# Generating a DF with PyMatGen

We present a reuse of the code written by Karen, C. The main objective of this notebooks is to extract the relevant information of the CIF files and storaged them as a DataFrame. The relevant information corresponds to: 

* Crystal system, Spacial Group, Lattice Parameters and Wyckoff Sites. 

## Versions:

This code requieres a series of old versions of the following libraries:

In [None]:
#! pip install monty==2021.12.1 plotly==5.4.0 pymatgen==2020.6.8 ruamel.yaml==0.17.17 ruamel.yaml.clib==0.2.6 spglib==1.16.3 tenacity==8.0.1

## Libraries

In [1]:
import pymatgen as mg
from pymatgen.symmetry.analyzer import SpacegroupAnalyzer
import glob
import pandas as pd
import re
import shutil, os
import numpy as np
import time
import h5py
import matplotlib.pyplot as plt
import random
from tqdm.notebook import tqdm

In [2]:
!pip show pymatgen

Name: pymatgen
Version: 2020.6.8
Summary: Python Materials Genomics is a robust materials analysis code that defines core object representations for structures and molecules with support for many electronic structure codes.
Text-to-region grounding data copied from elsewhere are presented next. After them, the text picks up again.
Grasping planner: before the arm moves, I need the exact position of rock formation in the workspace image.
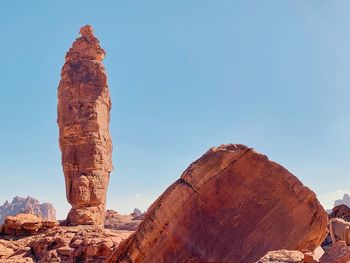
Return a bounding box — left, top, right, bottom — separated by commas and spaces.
320, 241, 350, 263
334, 194, 350, 207
0, 225, 132, 263
0, 214, 59, 237
108, 144, 328, 263
329, 205, 350, 222
329, 218, 350, 246
57, 25, 112, 225
105, 210, 142, 231
0, 196, 56, 224
256, 252, 304, 263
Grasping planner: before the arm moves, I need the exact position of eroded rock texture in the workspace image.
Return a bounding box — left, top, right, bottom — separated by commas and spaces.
0, 225, 132, 263
0, 214, 59, 237
57, 26, 112, 225
256, 249, 304, 263
0, 196, 56, 224
109, 144, 328, 263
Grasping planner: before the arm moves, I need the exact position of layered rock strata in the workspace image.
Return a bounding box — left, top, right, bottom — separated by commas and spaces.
0, 214, 59, 237
108, 144, 328, 263
0, 225, 132, 263
57, 25, 112, 226
104, 210, 142, 231
0, 196, 56, 224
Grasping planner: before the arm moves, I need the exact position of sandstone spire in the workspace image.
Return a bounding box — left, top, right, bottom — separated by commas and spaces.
57, 25, 112, 225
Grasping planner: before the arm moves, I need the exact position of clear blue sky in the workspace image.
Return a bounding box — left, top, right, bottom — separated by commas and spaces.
0, 0, 350, 218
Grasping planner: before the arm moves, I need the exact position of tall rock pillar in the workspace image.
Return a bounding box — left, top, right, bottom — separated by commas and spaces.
57, 25, 112, 225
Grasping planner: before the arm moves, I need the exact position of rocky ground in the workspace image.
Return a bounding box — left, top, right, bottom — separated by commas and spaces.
0, 214, 133, 263
0, 196, 56, 224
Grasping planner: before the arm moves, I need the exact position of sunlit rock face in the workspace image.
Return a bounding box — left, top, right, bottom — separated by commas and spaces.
57, 25, 112, 225
108, 144, 328, 263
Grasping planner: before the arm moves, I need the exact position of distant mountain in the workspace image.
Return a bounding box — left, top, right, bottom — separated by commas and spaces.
105, 208, 145, 231
334, 194, 350, 207
0, 196, 56, 224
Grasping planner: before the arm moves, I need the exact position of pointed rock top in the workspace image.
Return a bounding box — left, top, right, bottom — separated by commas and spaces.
66, 25, 105, 62
79, 25, 94, 37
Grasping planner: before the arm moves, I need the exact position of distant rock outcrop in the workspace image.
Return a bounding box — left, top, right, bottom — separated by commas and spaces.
329, 204, 350, 222
0, 196, 56, 224
319, 241, 350, 263
256, 252, 304, 263
333, 194, 350, 207
105, 210, 143, 231
109, 144, 328, 263
57, 25, 112, 226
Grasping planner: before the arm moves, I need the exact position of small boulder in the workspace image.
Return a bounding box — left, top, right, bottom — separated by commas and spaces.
256, 249, 304, 263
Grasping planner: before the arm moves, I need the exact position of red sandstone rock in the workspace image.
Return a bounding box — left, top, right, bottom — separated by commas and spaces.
329, 205, 350, 221
1, 214, 59, 236
57, 26, 112, 225
320, 241, 350, 263
108, 145, 327, 263
104, 210, 142, 231
302, 247, 324, 263
0, 226, 132, 263
256, 249, 304, 263
0, 196, 56, 224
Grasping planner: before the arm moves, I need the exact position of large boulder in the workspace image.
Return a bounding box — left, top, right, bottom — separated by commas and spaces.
109, 144, 328, 263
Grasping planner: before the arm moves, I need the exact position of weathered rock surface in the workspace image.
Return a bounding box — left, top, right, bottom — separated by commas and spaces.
333, 194, 350, 207
105, 210, 142, 231
329, 205, 350, 222
0, 225, 132, 263
108, 144, 328, 263
329, 218, 350, 245
0, 214, 59, 237
256, 249, 304, 263
57, 26, 112, 225
0, 196, 56, 224
320, 241, 350, 263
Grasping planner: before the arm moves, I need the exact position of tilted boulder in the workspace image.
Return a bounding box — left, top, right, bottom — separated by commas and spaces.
57, 26, 112, 226
109, 144, 328, 263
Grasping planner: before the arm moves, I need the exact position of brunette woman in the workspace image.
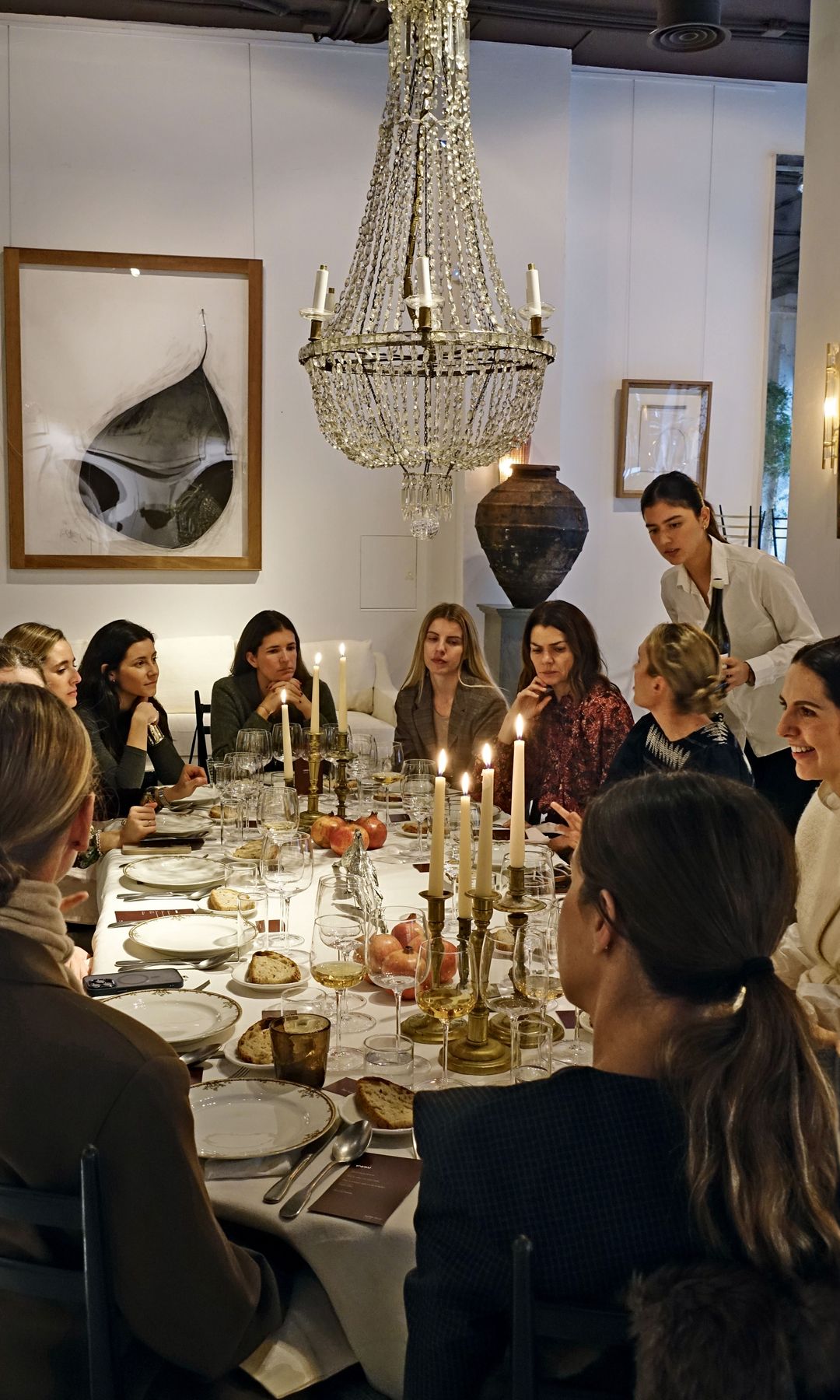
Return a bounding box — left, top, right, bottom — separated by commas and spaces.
210, 609, 336, 759
641, 472, 819, 831
495, 600, 633, 822
394, 604, 507, 782
79, 619, 207, 815
403, 773, 840, 1400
It is currently the core analysis code powering the Materials Project (https://www.materialsproject.org).
Home-page: http://www.pymatgen.org
Author: Pymatgen Development Team
Author-email: ongsp@eng.ucsd.edu
License: MIT
Location: /home/bokhimi/.conda/envs/tf-2.11/lib/python3.8/site-packages
Requires: matplotlib, monty, networkx, numpy, palettable, pandas, plotly, requests, ruamel.yaml, scipy, spglib, sympy, tabulate
Required-by: emmet-core, mp-api


## DF Generation

The next function inputs the path where the CIFs are storaged. In the last notebook we split the COD into three groups refering to organic, inorganic and errors. This function will work exactly the same for organic or inorganic compounds.

In [3]:
def create_database(ruta: str):
    '''
    This functions generates a DataFrame with the CIF relevant information for the XRP simulation
    
    Args:
        ruta (str) : Es la ruta en la que se encuentran los archivos cif
        ruta: /home/bokhimi/COD/notebooks_de_preprocesamiento/vero_test/*.cif

    Return:
        df: es un dataframe que contiene la información de interes de cada archivo cif en ruta
        errors: List containing the paths of all the error files.
    '''

    addrs = glob.glob(ruta)
    cif = []
    sg_number = []
    sg_symbol = []
    comp = []
    par1 = []
    par2 = []
    site = []
    system = []
    errors = []
    # len(addrs)
    for i in tqdm(range( len(addrs) ), desc = 'Generating DF: ') :
        addr = addrs[i]
        try:
            analyzer = SpacegroupAnalyzer(mg.Structure.from_file(addr))
            number=analyzer.get_space_group_number()
            symbol=analyzer.get_space_group_symbol()
            cs = analyzer.get_crystal_system()
            wy = str(analyzer.get_symmetrized_structure()).split('\n')
            compound = wy[2].split(' ')[-1]
            abc = list(filter(lambda x: x != "", wy[3].split(' ')))[2:]
            angles = list(filter(lambda x: x != "", wy[4].split(' ')))[1:]
            sites = []
            for i in range(len(wy)-8):
                lista = list(filter(lambda x: x != "", wy[i+8].split(' ')))[1:]
                if lista[0].find(':')<0:
                    lista[0] = lista[0] + ':1'
                sites.append(lista)
            cif.append(addr.split('.')[0].split('/')[-1])
            sg_number.append(number)
            sg_symbol.append(symbol)
            system.append(cs)
            comp.append(compound)
            par1.append(abc)
            par2.append(angles)
            site.append(sites)
            
        except Exception as e:
            errors.append(addr)
            
        except UserWarning as uw: 
            pass 

    df = pd.DataFrame({'cif': cif, 'compound': comp,
                       'cs': system, 'sg_number': sg_number, 'sg_symbol': sg_symbol,
                       'abc': par1, 'angles': par2, 'sites': site})
    
    #df.drop_duplicates()
    return df, errors

In [7]:
df_raw, errors = create_database('/home/bokhimi/COD/notebooks_de_preprocesamiento/vero_test/*.cif') # Example

Generando DF:   0%|          | 0/1 [00:00<?, ?it/s]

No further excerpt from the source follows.